Texas software mogul Robert T. Brockman has an unusual defense against charges that he used an arsenal of code names, untraceable phones and an “Evidence Eliminator” to sock away $2 billion in the largest tax-fraud case in U.S. history.
Lawyers for Brockman, 79, claim that even though he ran a multibillion-dollar software company until last month, he suffers from dementia so advanced that he’s unable to stand trial. Prosecutors warn that Brockman might be engineering an infirmity defense to avoid justice -- a position that recalls the hard line the U.S. took with Vincent “the Chin” Gigante -- the mafia boss who spent decades feigning insanity to avoid prosecution.
Brockman faces a 39-count indictment that accuses him of tax evasion, money laundering and other crimes involving a vast fortune he earned investing in Vista Equity Partners and secretly stashed in offshore tax havens. Weeks after his Oct. 1 indictment, he stepped down from his longtime position as chief executive officer of Reynolds and Reynolds, a giant in the market for software used to manage auto dealerships.
His lawyers now assert that Brockman’s intellectual capacity has steadily eroded in the past two years and he scored an 87 on an IQ test -- far below the expected level of a man who holds several patents and historically paid great attention to the details of his business. They say he’s mentally unfit to aid in his defense and asked a federal judge in San Francisco to hold a competency hearing.
“Four highly qualified doctors in Houston, Texas, have examined Mr. Brockman on multiple occasions over a twenty-two month timespan and concluded that his dementia makes him incapable of assisting in his defense,” they said in court papers this month.
In addition to dementia, Brockman’s legal team says he suffers from Parkinson’s disease, depression and hallucinations. During one exam, Brockman described “a bug on a testing room floor that was not present to either the examiner” or to the defendant’s wife, one doctor wrote.
Prosecutors suspect that Brockman may have manufactured his dementia diagnosis.

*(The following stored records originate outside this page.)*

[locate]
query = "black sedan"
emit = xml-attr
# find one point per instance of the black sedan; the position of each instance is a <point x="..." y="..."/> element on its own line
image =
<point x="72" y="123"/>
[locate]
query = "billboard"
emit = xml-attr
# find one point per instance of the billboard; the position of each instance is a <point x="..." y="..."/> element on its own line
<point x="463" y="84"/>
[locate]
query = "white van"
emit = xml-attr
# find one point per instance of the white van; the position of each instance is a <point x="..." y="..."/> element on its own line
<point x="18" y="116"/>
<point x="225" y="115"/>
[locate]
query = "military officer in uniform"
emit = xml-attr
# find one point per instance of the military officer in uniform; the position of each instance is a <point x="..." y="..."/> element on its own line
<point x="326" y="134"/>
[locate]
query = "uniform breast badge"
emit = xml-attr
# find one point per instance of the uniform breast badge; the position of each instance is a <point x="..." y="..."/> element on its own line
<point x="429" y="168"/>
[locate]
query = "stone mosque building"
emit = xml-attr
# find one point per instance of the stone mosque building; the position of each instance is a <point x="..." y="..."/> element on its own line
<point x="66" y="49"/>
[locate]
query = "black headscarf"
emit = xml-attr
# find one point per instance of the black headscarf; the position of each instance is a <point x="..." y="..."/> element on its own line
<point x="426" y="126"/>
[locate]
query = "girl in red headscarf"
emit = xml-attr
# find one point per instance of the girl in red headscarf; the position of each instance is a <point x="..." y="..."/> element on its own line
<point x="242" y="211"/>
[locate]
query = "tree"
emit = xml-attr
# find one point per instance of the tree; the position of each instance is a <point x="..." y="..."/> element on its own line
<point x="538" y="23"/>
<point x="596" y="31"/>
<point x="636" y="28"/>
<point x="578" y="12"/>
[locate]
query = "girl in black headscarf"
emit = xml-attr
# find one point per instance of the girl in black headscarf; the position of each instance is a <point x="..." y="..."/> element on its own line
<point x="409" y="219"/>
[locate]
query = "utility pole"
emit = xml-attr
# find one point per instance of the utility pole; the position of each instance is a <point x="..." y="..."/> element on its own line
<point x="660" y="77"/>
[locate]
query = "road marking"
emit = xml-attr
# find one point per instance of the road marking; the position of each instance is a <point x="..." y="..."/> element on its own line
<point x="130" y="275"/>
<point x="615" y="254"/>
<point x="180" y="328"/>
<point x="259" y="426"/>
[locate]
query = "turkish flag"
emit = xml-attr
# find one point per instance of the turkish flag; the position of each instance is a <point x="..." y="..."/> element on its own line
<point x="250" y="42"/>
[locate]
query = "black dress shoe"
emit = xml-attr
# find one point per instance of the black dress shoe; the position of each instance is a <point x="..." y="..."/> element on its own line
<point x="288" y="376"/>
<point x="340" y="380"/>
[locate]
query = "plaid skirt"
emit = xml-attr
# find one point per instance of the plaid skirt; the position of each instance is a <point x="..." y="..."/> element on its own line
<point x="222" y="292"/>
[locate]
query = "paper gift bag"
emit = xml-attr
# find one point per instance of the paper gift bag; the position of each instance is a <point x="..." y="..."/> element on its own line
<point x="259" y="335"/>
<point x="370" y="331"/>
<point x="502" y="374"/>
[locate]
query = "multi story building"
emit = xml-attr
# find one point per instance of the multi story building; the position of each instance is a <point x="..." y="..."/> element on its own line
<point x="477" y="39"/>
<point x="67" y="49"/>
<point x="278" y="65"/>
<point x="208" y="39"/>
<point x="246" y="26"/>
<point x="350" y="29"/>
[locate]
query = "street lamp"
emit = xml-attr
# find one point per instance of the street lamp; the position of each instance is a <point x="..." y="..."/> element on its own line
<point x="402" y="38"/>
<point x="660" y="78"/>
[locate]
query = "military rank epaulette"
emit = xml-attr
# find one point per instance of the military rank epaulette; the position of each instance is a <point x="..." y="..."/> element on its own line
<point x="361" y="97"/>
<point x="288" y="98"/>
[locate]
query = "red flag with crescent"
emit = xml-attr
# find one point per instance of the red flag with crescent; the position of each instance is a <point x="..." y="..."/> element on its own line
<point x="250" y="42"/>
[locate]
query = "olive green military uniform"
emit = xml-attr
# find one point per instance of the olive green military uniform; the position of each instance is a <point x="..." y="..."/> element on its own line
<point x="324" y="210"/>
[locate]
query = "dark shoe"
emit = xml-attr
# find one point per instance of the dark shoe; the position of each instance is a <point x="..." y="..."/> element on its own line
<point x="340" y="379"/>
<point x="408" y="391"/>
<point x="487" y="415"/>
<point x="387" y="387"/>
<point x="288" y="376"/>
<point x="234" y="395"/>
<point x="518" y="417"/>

They say a careful look at his actions suggests he may have a “motive to malinger,” and that “his claims are deserving of healthy skepticism.” The physicians that Brockman’s legal team obtained opinions from are all affiliated with the Baylor College of Medicine, to which Brockman has donated tens of millions of dollars, prosecutors note.
“The government has serious concerns about the claimed incapacity,” Michael Pitman, a prosecutor on the case, told the judge at a hearing this month. “When did the defendant first start to complain about symptoms that he suggests incapacitate him? That timeline is very strongly indicative of a defense being manufactured in response to an investigation.”